The PSC's 2010 order approving the acquisition specifically forbade attempts to recover such an acquisition adjustment. Given that order, a negotiator would have had a strong position arguing that Mon Power can't pay more than $319,000/MW for Harrison because it wouldn't be able to recover the extra from ratepayers.

"Did you negotiate (about) potential concern regarding the merger acquisition adjustment being in dispute with respect to its recoverability?" Williamson asked Mon Power negotiator Szwed.

"No," Szwed responded. "Our focus was on securing the megawatts in the asset at the book cost" — that is, AE Supply's book cost, not Mon Power's.

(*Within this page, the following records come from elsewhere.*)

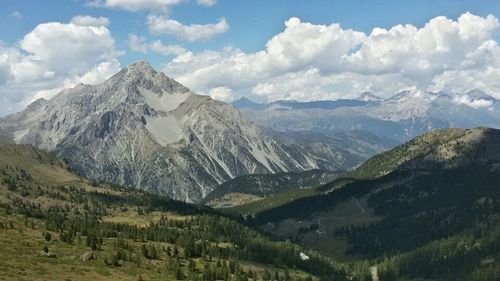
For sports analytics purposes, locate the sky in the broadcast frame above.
[0,0,500,116]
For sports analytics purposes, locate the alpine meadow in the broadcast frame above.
[0,0,500,281]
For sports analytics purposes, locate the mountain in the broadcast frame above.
[236,90,500,142]
[237,128,500,280]
[0,62,361,201]
[203,170,341,202]
[357,92,383,102]
[0,144,347,281]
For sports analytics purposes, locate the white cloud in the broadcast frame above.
[71,15,109,26]
[10,11,23,20]
[196,0,217,7]
[128,34,187,56]
[0,22,121,116]
[148,15,229,42]
[87,0,182,12]
[164,13,500,103]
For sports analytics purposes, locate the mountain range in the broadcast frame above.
[0,62,365,202]
[233,90,500,142]
[227,128,500,281]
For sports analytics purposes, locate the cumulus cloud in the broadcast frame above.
[87,0,182,12]
[10,11,23,20]
[164,13,500,101]
[148,15,229,42]
[0,22,121,115]
[71,15,109,26]
[196,0,217,7]
[128,34,187,56]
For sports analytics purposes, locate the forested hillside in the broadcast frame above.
[233,128,500,280]
[0,145,346,280]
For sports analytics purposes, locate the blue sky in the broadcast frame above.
[0,0,500,115]
[0,0,500,66]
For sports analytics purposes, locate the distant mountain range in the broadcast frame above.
[233,90,500,142]
[0,62,365,202]
[233,128,500,281]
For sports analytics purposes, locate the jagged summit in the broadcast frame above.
[358,92,382,101]
[0,61,349,201]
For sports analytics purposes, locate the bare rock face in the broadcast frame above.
[0,62,362,202]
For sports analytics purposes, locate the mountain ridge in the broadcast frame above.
[0,62,360,201]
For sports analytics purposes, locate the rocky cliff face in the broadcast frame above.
[0,62,361,201]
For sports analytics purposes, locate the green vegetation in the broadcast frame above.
[204,170,341,202]
[0,145,346,280]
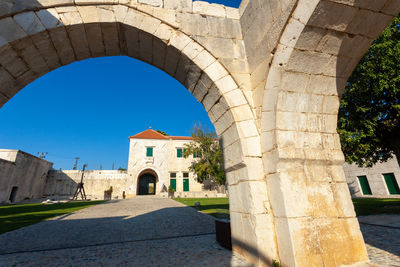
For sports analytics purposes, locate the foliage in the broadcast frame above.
[156,130,168,136]
[174,197,229,219]
[183,125,226,185]
[338,16,400,167]
[0,201,104,234]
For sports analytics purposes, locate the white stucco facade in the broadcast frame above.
[343,155,400,198]
[127,129,202,198]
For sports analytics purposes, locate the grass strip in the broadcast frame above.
[0,200,104,234]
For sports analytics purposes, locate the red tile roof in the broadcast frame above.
[129,129,193,140]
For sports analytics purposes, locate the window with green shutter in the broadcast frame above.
[146,147,153,157]
[383,173,400,195]
[176,148,183,158]
[357,175,372,195]
[169,179,176,192]
[183,178,189,192]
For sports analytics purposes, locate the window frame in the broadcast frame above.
[176,147,183,159]
[357,175,373,196]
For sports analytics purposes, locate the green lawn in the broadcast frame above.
[174,198,229,219]
[0,200,104,234]
[174,198,400,219]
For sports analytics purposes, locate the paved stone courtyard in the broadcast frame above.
[0,197,400,267]
[0,196,249,266]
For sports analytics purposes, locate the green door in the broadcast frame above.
[169,179,176,192]
[383,173,400,195]
[139,174,156,195]
[358,175,372,195]
[183,179,189,192]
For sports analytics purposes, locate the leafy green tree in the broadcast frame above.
[156,130,168,136]
[183,125,226,185]
[338,16,400,167]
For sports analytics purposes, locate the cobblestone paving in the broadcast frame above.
[360,223,400,267]
[0,197,250,266]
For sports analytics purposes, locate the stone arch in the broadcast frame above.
[261,0,400,266]
[136,167,159,195]
[0,0,276,264]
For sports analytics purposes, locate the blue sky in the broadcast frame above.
[0,57,213,169]
[0,0,240,169]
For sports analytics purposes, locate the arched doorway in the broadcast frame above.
[138,173,157,195]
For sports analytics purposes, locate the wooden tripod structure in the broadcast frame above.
[72,164,87,200]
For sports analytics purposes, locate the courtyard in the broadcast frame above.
[0,196,249,266]
[0,196,400,266]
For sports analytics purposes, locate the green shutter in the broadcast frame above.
[383,173,400,195]
[146,147,153,157]
[357,175,372,195]
[176,148,182,158]
[183,179,189,192]
[169,179,176,192]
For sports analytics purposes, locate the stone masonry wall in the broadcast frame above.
[0,149,53,203]
[44,170,128,199]
[343,156,400,198]
[0,0,400,267]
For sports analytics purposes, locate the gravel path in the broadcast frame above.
[0,197,249,266]
[0,196,400,267]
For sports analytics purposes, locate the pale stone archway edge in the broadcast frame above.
[261,0,400,266]
[0,3,276,262]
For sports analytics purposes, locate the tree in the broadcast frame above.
[338,16,400,167]
[183,125,226,185]
[156,130,168,136]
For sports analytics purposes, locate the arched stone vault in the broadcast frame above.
[0,0,400,266]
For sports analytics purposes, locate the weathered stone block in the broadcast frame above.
[193,1,226,18]
[138,0,164,7]
[0,45,28,78]
[36,8,63,29]
[0,18,26,46]
[164,0,193,12]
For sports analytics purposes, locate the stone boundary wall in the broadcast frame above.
[45,170,128,199]
[0,149,53,203]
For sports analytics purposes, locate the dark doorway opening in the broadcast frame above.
[9,186,18,202]
[138,173,156,195]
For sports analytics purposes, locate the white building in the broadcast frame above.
[127,129,202,195]
[45,129,220,199]
[343,155,400,198]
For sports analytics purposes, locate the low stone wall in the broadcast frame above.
[45,170,128,199]
[0,149,53,203]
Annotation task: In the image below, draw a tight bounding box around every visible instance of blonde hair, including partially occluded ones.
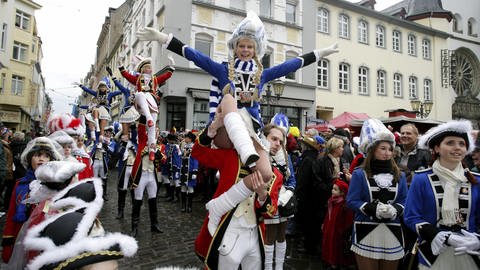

"Did you discuss with AE Supply how the purchase accounting adjustment might impact ratepayers?" Williamson followed up.

Again: No

"Did you discuss with AE Supply any issues associated with ADIT liability and taxes?" Williamson asked, regarding a $400 million tax issue that would save ratepayers money.

Szwed: No.

"Did you discuss how to structure the transaction, in the sense of, would it be a sale from AE Supply to Mon Power or could a stock exchange be structured?" Williamson probed, looking for negotiations about something fundamental.

Again: No.

In earlier cross examination of Delmar, Citizen Action Group counsel William DePaulo asked about the possibility of Mon Power gaining control it desires over the dispatch and maintenance of Harrison through 51 percent ownership rather than 100 percent, a level more in line with the amount of capacity Mon Power needs. He suggested the commission could order that.

"There would likely be no transaction," Delmar said.

Szwed and Delmar made no indication of having taken tough positions on behalf of Mon Power's ratepayers.

The only point Szwed or Delmar spoke of standing firm on was this: Szwed expressed pride about holding to what he acknowledged was the highest price allowed by regulators.

"Let me emphasize with regard to price, going back to FERC guidance, the price that would have to be paid would be the lower of book or market," he said — that's a conflict-of-interest safeguard FERC imposes on transactions between affiliates. "AE Supply felt it was worth more and pushed hard to negotiate a higher price, but we stuck to maintaining the notion of book value."

Neither FirstEnergy President of Utilities Charles Jones, nor then-FirstEnergy President of West Virginia Operations Jim Haney took direct part in the negotiations. Neither Jones nor current President of West Virginia Operations Holly Kauffman has filed testimony in the case.


Suspicions about the propriety of the negotiations and beliefs that the price is more than double what the commission can allow to be recovered could all be dealt with, the intervenors with these concerns said repeatedly in their filings and at the hearing, if Mon Power were to test the market by issuing a request for proposal to solicit market bids for generation capacity.

"All this goes away," PSC Consumer Advocate Byron Harris said, "if they issue an RFP."

WVCAG counsel DePaulo suggested the commission could stay the proceeding until market information is gleaned from an RFP.

Briefs will be filed in PSC case number 12-1571 in July. There is no statutory deadline for a decision.